The numbers game… be careful what you wish for


You may have heard that New York City is leading the way in helping us with our problems with portion control. The latest effort being a ban on large servings of sugary beverages.

Now… before we get there… I want to start in a different place.

Not New York City.

Rather on my desk.

I’m not entirely proud to admit this, but there is a 20-ounce bottle of soda on my desk at this moment. The “proud” idea is one related to the New York article and not specifically any true embarrassment… since the New York effort wouldn’t allow me to buy such a soda. That effort would cap things at a 16-ounce serving. (And we will get back to that.)

On the bottle is a “Nutrition Facts” panel.

It’s something we’ve all become familiar with.

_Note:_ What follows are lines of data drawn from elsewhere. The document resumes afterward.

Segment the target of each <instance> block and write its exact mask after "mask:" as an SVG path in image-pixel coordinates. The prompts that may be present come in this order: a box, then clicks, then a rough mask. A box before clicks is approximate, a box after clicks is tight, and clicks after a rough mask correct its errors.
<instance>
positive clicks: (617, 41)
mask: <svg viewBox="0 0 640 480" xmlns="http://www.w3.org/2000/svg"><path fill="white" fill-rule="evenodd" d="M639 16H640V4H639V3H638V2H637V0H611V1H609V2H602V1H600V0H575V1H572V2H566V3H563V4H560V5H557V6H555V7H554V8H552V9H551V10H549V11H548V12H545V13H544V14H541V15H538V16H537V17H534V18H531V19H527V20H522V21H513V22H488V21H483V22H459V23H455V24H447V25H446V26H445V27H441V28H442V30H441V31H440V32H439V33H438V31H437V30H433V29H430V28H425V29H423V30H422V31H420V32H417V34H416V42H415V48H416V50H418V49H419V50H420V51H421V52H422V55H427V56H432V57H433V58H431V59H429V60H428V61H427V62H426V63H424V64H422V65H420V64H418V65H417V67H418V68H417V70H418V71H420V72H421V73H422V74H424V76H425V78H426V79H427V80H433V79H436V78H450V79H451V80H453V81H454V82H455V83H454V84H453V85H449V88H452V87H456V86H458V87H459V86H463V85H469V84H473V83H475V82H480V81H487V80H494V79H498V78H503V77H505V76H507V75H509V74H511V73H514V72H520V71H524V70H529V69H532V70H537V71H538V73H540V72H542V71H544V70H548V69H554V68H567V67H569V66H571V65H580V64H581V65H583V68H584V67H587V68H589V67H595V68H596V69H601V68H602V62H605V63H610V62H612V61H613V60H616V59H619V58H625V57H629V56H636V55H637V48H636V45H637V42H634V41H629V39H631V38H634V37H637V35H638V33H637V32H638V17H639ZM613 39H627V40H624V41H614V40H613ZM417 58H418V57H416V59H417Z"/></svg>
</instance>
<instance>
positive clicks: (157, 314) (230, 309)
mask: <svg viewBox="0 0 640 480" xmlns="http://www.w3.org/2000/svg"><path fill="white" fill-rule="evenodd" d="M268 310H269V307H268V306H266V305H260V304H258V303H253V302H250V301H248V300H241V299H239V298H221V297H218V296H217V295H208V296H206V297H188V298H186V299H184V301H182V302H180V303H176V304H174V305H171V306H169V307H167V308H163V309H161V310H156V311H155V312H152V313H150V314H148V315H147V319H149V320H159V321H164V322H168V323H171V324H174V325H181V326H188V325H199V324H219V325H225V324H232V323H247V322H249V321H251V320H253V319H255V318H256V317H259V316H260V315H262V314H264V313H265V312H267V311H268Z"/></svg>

The panel has been found on bottles of water, where it proudly shows zero after zero in every category. No calories… no fat… no runs, drips, or errors. It’s water.

On this soda bottle in front of me, there is a division. Much like Ben & Jerry’s wants to pretend there are four servings in a pint of their ice cream, this soda bottle has information about what to expect from a single serving as well as the two and a half servings the full bottle contains. Get this…

In one serving… 8-ounces… there are 110 calories.

And, naturally, in two-and-a-half servings… the 20-ounces of the bottle… there are, of course, 275 calories.

Do the math any way you want...

2.5 times 110 equals 275

(110 divided by 8) times 20 equals 275

110 plus 110 plus 55 equals 275

If one serving has 110 calories, then two-and-a-half has 275.

Only two-and-a-half servings doesn’t.

The bottle in front of me says that 20-ounces has 290 calories.

Heck… let’s add even more fun to the head-scratching. The math actually works for sodium, carbs and sugars. 40mg of sodium in one serving becomes 100mg in the bottle I have. So all of those formulas work.

What the heck is going on with the mystical 15 extra calories per bottle?

If you dig deep enough into the story, you’ll find out some funny things about calories and nutrition labels. What kinds of things?

Oh… for instance that numbers can be rounded off. Really. A page from the U.S. Food and Drug Administration mentions rounding rules and other details for nutrition labels.

And… many restaurants have incorrect numbers. (Sure they do.)

Overall, I have to say that I’m not upset with what Mayor Michael Bloomberg is proposing. I saw him on the Today show discussing this topic… on “National Doughnut Day” of all dates. And I can appreciate the basics of the proposal, where the concept supposedly isn’t to prevent you from getting as much liquid refreshment as you wish -- rather presenting an idea where a smaller serving size tends to lead to not overindulging. The law as I understand it wouldn’t prevent you from buying two 16-ounce bottles of soda… it would just make it impossible to get a single 32-ounce bottle. Dare I say… without much more in addition… that almost sounds reasonable.

Instead, I want to follow things to an extreme. (And not an illogical extreme.)

(First… side note… go check out the history of National Doughnut Day. Pretty amazing stuff that involves material from World War I and the Great Depression. Now… that extreme…)

We live in a society where people argue that the toys with the meal are stronger than parental guidance… where baking a batch of cupcakes for a youngster’s classroom should be a criminal offense.

Having seen the nutrition information of supposedly “healthy” options like salads, which can be beyond any possible expectations, I simply can’t argue against requiring restaurants and such having those details not only available, but in some fashion posted. I don’t oppose information, and in many ways can support attempts at guidance.

My problem is being policed on the subjects. We’re making soda and such the evil doers, and yet as a public can’t even trust the required labeling information to tell us exactly how evil. The manufacturers might not exactly tell us… the restaurants might not exactly tell us… and, the government that requires them to tell us doesn’t require them to exactly tell us.

So when we see actions start such as limiting beverages… how far away are we from actions like legislating condiments? Use this much salsa… don’t use that much honey mustard… two packets of ketchup and one packet of salt per order.

My guess is not nearly as far as you might expect.

The fact is that numbers lie. (And, in efforts such as this, it can be important that they don’t.) They can claim allowable rounding off and acceptable calculation errors if they want… it’s still effectively a lie. Give a group a loophole, and that loophole will be used to any advantage possible. You have to consider the source of the information you are using.

So crazy as this may sound… I’m not upset or concerned about Mayor Bloomberg promoting the sugary beverage limit effort. I just wish we knew what a sugary beverage was. And while of course that statement is a bit tongue-in-cheek, I don’t think it’s without merit. If there is a chance of my finding a 32-ounce bottle of water in New York… how long before the allowable rounding off brings a soda into that allowable range?